Most of the road to Nampula was under construction and there were the odd patches of seal but it was mostly pretty bad.
There were lots of small villages along the way with mud huts with thin grass thatch. At each stop the locals came to sell boiled eggs, mangoes, soft drinks and samosas. The road sides were busy with women carrying 20 litre buckets of water on their heads. They are so strong. One lady had a 50 kg bag of maize on her head as well as a baby on her back and bags of shopping in each hand. They are able to balance the weight of the goods on their heads and still look around for traffic or swivel the baby from their backs to suckle. Pretty skillful.
We were pretty well left alone once we arrived at the bus station, no hordes of touts fighting over us or grabbing at our bags. Bliss. We even beat the bus that left at 5 AM so we were very lucky not to have taken longer than the 5 and a half hours it had already taken us.
With our guide book we were able to find our way to a hotel in the middle of town. It had been fully renovated since the Lonely Planet wrote about it and we were able to get an air conditioned room with a balcony and TV. The restaurant had reasonably priced meals and the rate even included a buffet breakfast.
The Hotel Lurio.
The real bonus was free internet so we could chat online to our daughter who was dealing with a neighbour who had dropped a tree through two of our tenants cars at our place.

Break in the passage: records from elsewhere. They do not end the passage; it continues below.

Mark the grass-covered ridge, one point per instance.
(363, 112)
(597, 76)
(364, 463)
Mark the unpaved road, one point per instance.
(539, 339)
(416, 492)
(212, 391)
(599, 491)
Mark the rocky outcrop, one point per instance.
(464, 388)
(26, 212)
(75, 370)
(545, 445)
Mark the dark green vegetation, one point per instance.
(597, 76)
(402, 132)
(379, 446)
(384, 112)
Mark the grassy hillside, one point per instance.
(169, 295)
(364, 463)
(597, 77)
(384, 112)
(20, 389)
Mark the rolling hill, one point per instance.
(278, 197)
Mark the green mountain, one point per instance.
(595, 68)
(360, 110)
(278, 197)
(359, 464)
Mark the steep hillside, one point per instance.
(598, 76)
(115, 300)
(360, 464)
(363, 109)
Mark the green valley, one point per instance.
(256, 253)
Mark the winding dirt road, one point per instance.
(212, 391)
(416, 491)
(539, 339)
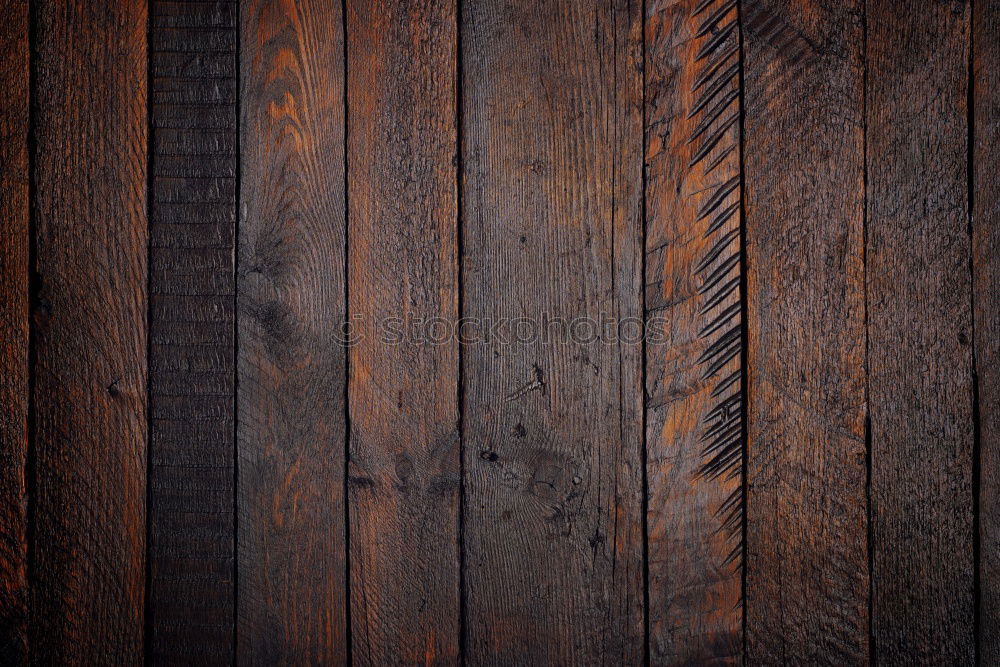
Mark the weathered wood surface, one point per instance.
(193, 164)
(807, 566)
(920, 332)
(694, 429)
(552, 438)
(89, 318)
(798, 195)
(986, 299)
(291, 369)
(14, 250)
(405, 469)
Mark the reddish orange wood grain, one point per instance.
(693, 375)
(404, 473)
(291, 555)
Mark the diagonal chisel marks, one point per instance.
(693, 301)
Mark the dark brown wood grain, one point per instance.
(290, 408)
(404, 473)
(552, 229)
(191, 328)
(807, 564)
(986, 299)
(14, 245)
(694, 407)
(920, 332)
(90, 139)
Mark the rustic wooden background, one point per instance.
(197, 195)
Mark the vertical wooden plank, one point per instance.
(14, 242)
(290, 410)
(986, 298)
(920, 332)
(404, 450)
(90, 331)
(191, 354)
(694, 412)
(807, 563)
(552, 146)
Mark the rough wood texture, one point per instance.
(404, 475)
(14, 245)
(807, 565)
(552, 155)
(694, 410)
(191, 355)
(986, 299)
(920, 332)
(88, 574)
(290, 410)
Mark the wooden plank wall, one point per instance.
(192, 222)
(291, 597)
(14, 291)
(920, 338)
(216, 211)
(985, 206)
(807, 568)
(404, 471)
(694, 410)
(89, 275)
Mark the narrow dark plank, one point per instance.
(920, 332)
(291, 417)
(807, 563)
(693, 385)
(14, 332)
(552, 155)
(404, 451)
(90, 332)
(191, 356)
(986, 290)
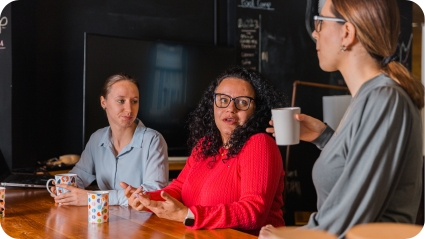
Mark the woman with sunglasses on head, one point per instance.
(234, 175)
(370, 167)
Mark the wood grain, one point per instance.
(32, 213)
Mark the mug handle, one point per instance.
(47, 185)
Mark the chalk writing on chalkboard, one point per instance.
(249, 30)
(256, 4)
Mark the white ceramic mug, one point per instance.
(98, 206)
(65, 178)
(286, 127)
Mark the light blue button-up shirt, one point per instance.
(144, 161)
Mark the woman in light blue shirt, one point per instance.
(126, 150)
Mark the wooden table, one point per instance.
(32, 213)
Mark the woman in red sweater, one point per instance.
(234, 175)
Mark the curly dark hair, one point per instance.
(201, 121)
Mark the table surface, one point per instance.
(32, 213)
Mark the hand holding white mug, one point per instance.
(310, 128)
(66, 178)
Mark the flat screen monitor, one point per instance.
(172, 78)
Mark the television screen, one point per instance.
(172, 78)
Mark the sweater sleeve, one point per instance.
(174, 189)
(374, 164)
(260, 172)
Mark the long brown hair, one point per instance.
(378, 26)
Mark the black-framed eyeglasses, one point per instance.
(241, 102)
(319, 19)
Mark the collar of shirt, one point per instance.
(136, 142)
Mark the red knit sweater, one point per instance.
(243, 192)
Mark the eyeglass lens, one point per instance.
(241, 102)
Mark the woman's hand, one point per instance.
(131, 193)
(170, 209)
(310, 128)
(53, 189)
(75, 196)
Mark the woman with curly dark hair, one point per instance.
(234, 175)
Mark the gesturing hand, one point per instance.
(130, 193)
(75, 196)
(170, 209)
(310, 128)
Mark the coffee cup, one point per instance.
(286, 126)
(65, 178)
(98, 206)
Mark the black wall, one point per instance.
(42, 113)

They also wrecked our clothesline and fence.
When it was cooler in the afternoon we walked about the town centre looking at the only tourist attraction, a huge cathedral.

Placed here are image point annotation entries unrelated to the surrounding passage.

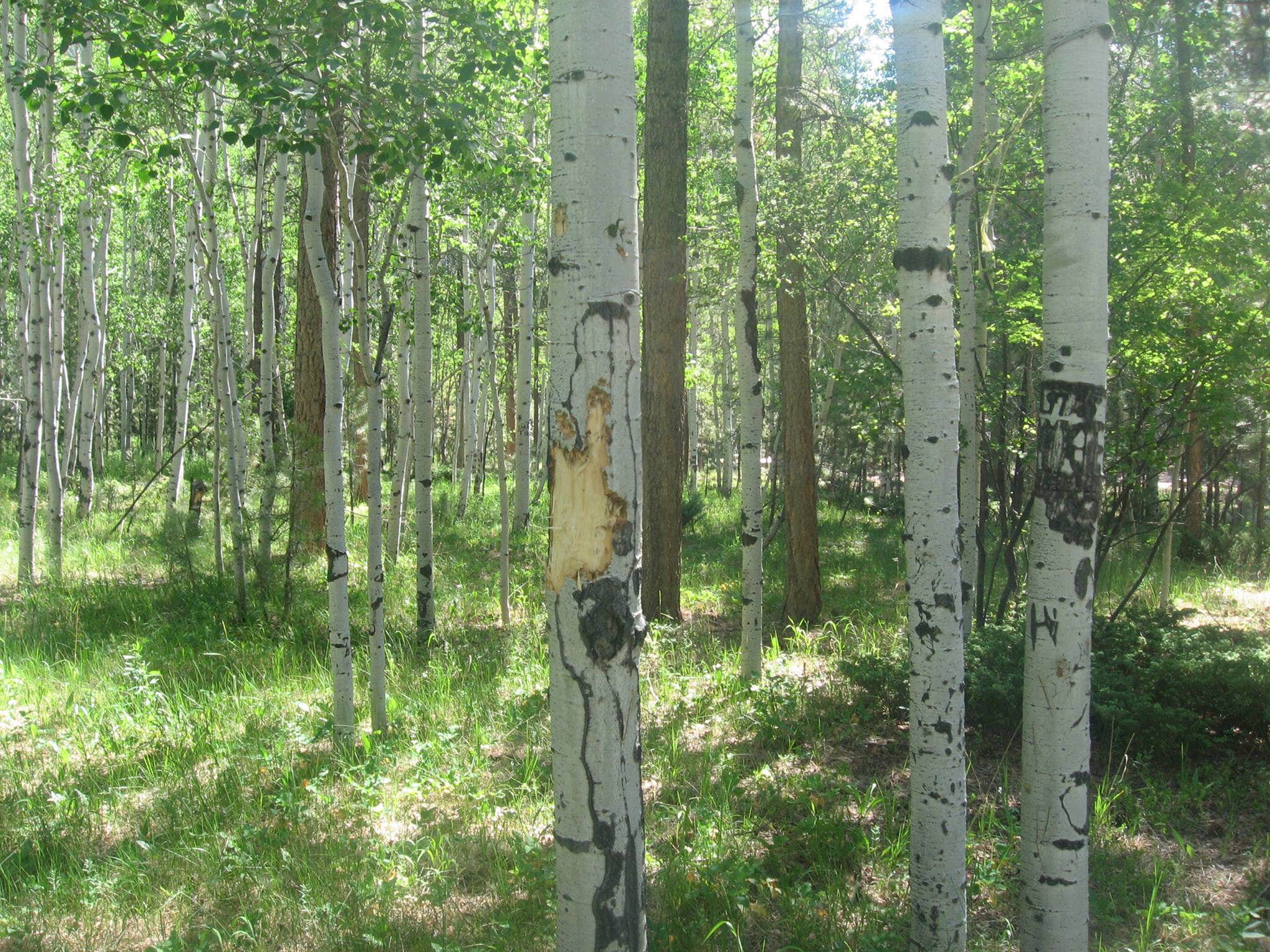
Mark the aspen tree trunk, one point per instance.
(89, 320)
(729, 428)
(505, 547)
(750, 374)
(269, 364)
(205, 180)
(802, 541)
(931, 523)
(471, 377)
(694, 410)
(1166, 568)
(162, 423)
(593, 599)
(666, 301)
(525, 348)
(337, 551)
(972, 353)
(1054, 814)
(184, 372)
(402, 456)
(357, 221)
(50, 301)
(420, 391)
(29, 242)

We watched a couple of teams play soccer in a hard dusty playground and sat with the locals in a cafe with a cold local ale. If there was more to see and do it would have been quite nice to stay longer in the town even though we were warned by hotel staff to put our valuables in our room safe and take care of bag snatchers. We were also looking forward to resting up by the sea at Mozambique Island.
It was really restful being left alone by the locals for a change.